Care of a Kniphofia Flamenco Plant
However, some protection from strong winds would be recommended. With their unusual shapes and brilliant colors, Kniphofias Red Hot Pokers are …. Can be propagated by division or be grown from seed. Kniphofia uvaria 'Flamenco' Red hot poker 'Flamenco' will reach a height of 0. Kniphofia uvaria 'Flamenco' - Photo by DoreenWynja.
Spikes of apricot flowers bloom June through August above deciduous strappy foliage reaching 3 ft tall and wide. This blooms early summer with apricot flowers emerging from deep orange buds.
A smaller, evergreen torch lily reaching 30 in. Plant in full sun with moist, humus-rich well-drained soil. In the summer, Kniphofia can handle moisture, but they need well-drained soil during the winter. Also, they need moisture when the blooms are forming and will fail to flower if conditions are too dry. Kniphofia can tolerate wind and are a good choice for coastal plantings.
Diligent deadheading removing spent flower blossoms will prolong the bloom season. In the fall, remove the unsightly looking leaves and any dead flower stalks that are left.
For the winter, do not cut the foliage back, but instead try tying it up over the center of the plant to protect the crown from winter moisture and help insulate the crown to extend longevity. Mulching in the winter is helpful. In the spring, once all the cold weather is past, cut the foliage back down to about three inches from the ground to rejuvenate, but avoid pruning too close to the crown. Attracts hummingbirds, deer resistant, drought tolerant, cut flower, attracts bees and birds.
Dig up and divide clumps in the spring, unless it is flowering, in which case wait until after the plant is done flowering. We have a wonderful selection of perennials year round, but if you are looking for a specific perennial we will have the best selection when it is in bloom around town.
Native plant pages will take you into the Native Plant section. Kniphofia uvaria 'Flamenco' - Photo by DoreenWynja. Grows " tall with blooms up to 36". Thrives in full sun zones Can be grown outdoors in summer in warm, sunny and sheltered locations such as city-centre areas , but will generally perform better under glass or as a house plant all year.
H1c 5 to 10 41— Heated glasshouse — warm temperate. Can be grown outdoors in summer throughout most of the UK while daytime temperatures are high enough to promote growth.
H2 1 to 5 34— Tender — cool or frost-free glasshouse. Tolerant of low temperatures, but will not survive being frozen. Except in frost-free inner-city areas or coastal extremities, requires glasshouse conditions in winter, but can be grown outdoors once risk of frost is over. H3 -5 to 1 23— May be hardy elsewhere with wall shelter or good microclimate.

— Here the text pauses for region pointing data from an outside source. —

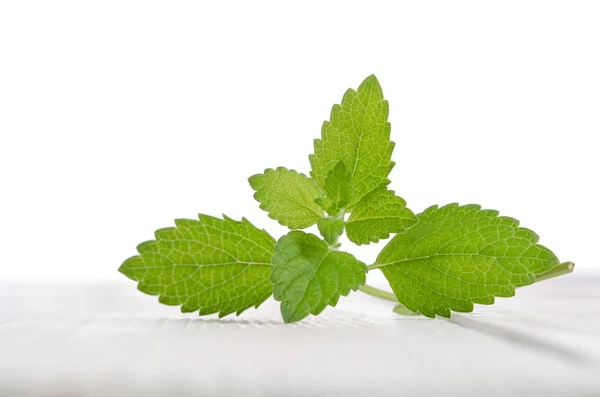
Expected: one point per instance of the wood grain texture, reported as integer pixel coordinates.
(73, 338)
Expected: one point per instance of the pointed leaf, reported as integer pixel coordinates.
(377, 215)
(459, 255)
(331, 228)
(288, 196)
(359, 135)
(338, 185)
(308, 276)
(212, 265)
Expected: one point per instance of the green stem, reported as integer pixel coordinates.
(558, 270)
(378, 293)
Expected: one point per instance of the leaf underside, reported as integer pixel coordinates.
(308, 276)
(211, 265)
(288, 196)
(456, 256)
(358, 134)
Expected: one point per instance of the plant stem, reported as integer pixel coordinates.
(378, 293)
(558, 270)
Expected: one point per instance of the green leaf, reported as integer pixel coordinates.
(288, 196)
(328, 205)
(459, 255)
(338, 185)
(377, 215)
(331, 228)
(308, 276)
(212, 265)
(359, 135)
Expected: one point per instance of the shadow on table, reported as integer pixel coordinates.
(521, 339)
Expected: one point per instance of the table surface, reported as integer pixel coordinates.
(84, 338)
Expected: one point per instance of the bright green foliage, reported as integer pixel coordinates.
(288, 196)
(212, 265)
(359, 135)
(377, 215)
(456, 256)
(328, 205)
(308, 276)
(331, 229)
(338, 185)
(445, 259)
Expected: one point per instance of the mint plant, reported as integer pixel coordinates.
(441, 260)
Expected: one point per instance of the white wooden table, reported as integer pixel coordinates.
(74, 338)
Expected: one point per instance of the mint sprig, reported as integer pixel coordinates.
(442, 260)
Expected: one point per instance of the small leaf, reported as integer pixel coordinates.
(288, 196)
(459, 255)
(359, 135)
(212, 265)
(308, 276)
(377, 215)
(338, 185)
(331, 228)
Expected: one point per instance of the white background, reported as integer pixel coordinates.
(117, 117)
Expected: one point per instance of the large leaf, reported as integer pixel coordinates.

Likely to be damaged or killed in cold winters, particularly with no snow cover or if potted. Can survive with artificial winter protection. H4 to -5 14— Hardy — average winter. May suffer foliage damage and stem dieback in harsh winters in cold gardens. Some normally hardy plants may die in long, wet winters in heavy or poorly drained soil. Plants in pots are more vulnerable. H5 to 5— Hardy — cold winter. Hardy in most places throughout the UK even in severe winters.
Many evergreens suffer foliage damage, and plants in pots will be at increased risk. H6 to -4—5. Hardy — very cold winter. Hardy across the UK and northern Europe. Many plants grown in containers will be damaged unless given protection.